Solar to deliver microgrid power to remote WA
ABB microgrid technology supporting a solar photovoltaic diesel power station in remote WA

A microgrid solution is maximising the intake of solar power generation and minimising diesel fuel generation in remote locations in Western Australia such as Marble Bar and Nullagine – towns that are not connected to the grid and that would typically rely on diesel fuel.

Marble Bar is a town and rock formation in the Pilbara region, which is now home to only 200 people. Self-described as “Australia’s hottest town”, the arid climate and blistering summers have helped this small mining centre hold the world record for heat – 160 consecutive days at 37.8°C or above – for the past 90 years.

The burning sun has also made Marble Bar unique as the site of one of the world’s first utility-scale, high-penetration solar photovoltaic diesel power stations – with the other station in the adjoining gold-rush town of Nullagine, which holds a similar history and population.

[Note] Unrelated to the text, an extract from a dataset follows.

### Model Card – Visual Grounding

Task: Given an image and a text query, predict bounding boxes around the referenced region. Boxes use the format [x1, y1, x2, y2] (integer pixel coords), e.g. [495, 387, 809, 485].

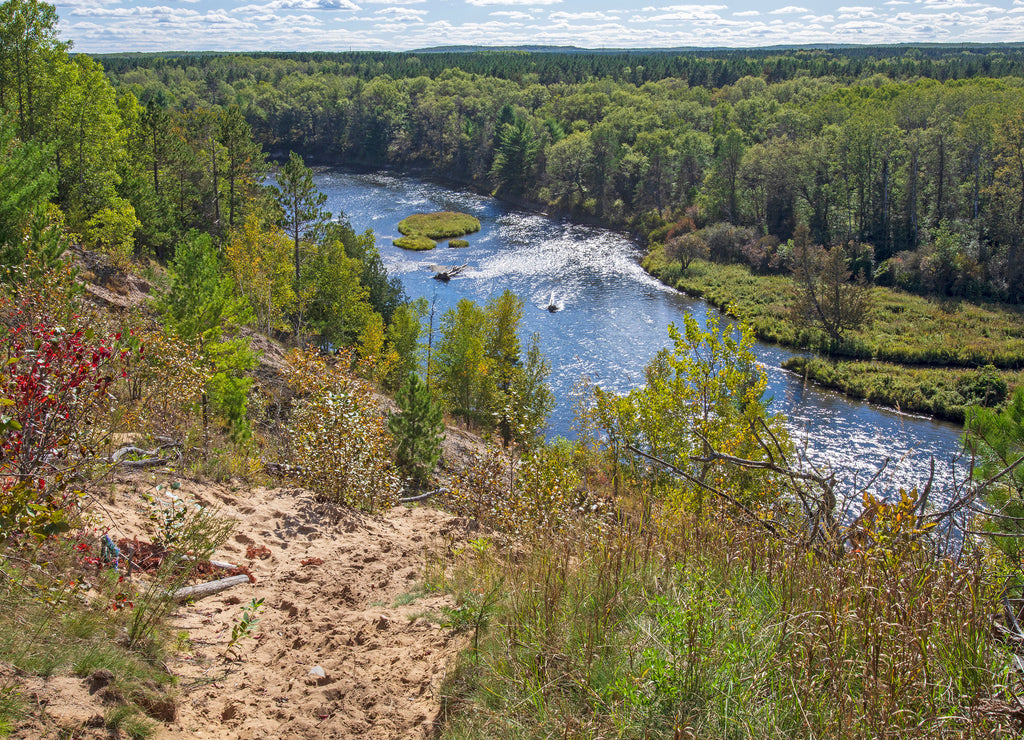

ABB, through its Darwin-based team, worked closely with Horizon Power and SunPower Australia to install these new power stations, which are setting benchmarks – at an 85 per cent peak – for isolated hybrid diesel power systems with extremely high renewable energy generation and conversion.

Stable power output 

The Marble Bar and Nullagine power stations each consist of four 320kW diesel generators and a 300kW solar array. They utilise some 2000 solar modules and a single axis solar tracking system, which follows the path of the sun throughout the day. The ground-mounted systems were the largest solar tracking systems commissioned in Australia at the time.

The hybrid solution includes a photovoltaic and a diesel generation plant as well as integration and control solutions. The microgrid is equipped with ABB’s PowerStoreTM kinetic flywheel grid stabilising technology which enables high solar energy penetration by injecting or absorbing power extremely fast in order to stabilise fluctuating power output from the solar power plant. ABB’s Microgrid Plus technology will help control the network.

Reduced dependence on fossil fuels

This hybrid microgrid power solution is now supplying both towns with close to 60 per cent of their power through solar generation, saving approximately 400,000 litres of diesel fuel and 1100 metric tons of greenhouse gas emissions each year.

The ability to resolve intermittency issues caused by solar and wind generation in weak power systems enables renewable generation to be increasingly used as a primary power source in many remote communities with zero or limited access to diesel or other types of fossil fuels. About 80 similar ABB installations in a wide variety of applications around the world utilise this powerful green technology, showing freedom from fossil fuels is a real option now and in the future.